By the way, to come back to this -- is there any way in the Ubuntu
config GUIs to find out which server/setup you're using? I have
everything set to Autoconfig, and according to "ps" I do have
pulseaudio running, but I don't see anything in the GUI to say so.
And although the GUI does mention ESD, I don't actually seem to have
ESD running regardless of whether it's enabled in the GUI or not.
Similarly, if I had more than one soundcard, where would I go to tell
pulseaudio which one to use?
I'm quite fond of the new Ubuntu, but as far as sound is concerned,
for me it really doesn't seem to be any improvement over earlier
distros.
Chris
From my experience, the ESD-option in the gui enables/disables PA.
There shouldn't be any other soundserver running, afaik.
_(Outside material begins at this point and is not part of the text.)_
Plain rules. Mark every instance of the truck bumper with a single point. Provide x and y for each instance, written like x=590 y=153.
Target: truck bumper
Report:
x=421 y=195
PAs gui is quite strange, you need to start the PA-device chooser, then
(!)leftclick on the thing in the taskbar. Choose the volume control,
it's the only part of the control stuff I needed so far and contains
the controls one usually wants.
Go to the output devices-tab, rightclick on the device you want
to have as default device and you'll see a context menu with a single
checkbox reading 'Default'.
On the playback-tab you can change the output device of a 'playing' app
in the same manner.
Hope this helps.
I agree that it isn't really a big improvement, in parts because of the
strange gui, its bad integration into the desktop and the
incompatibility between PA and portaudio and similar problems.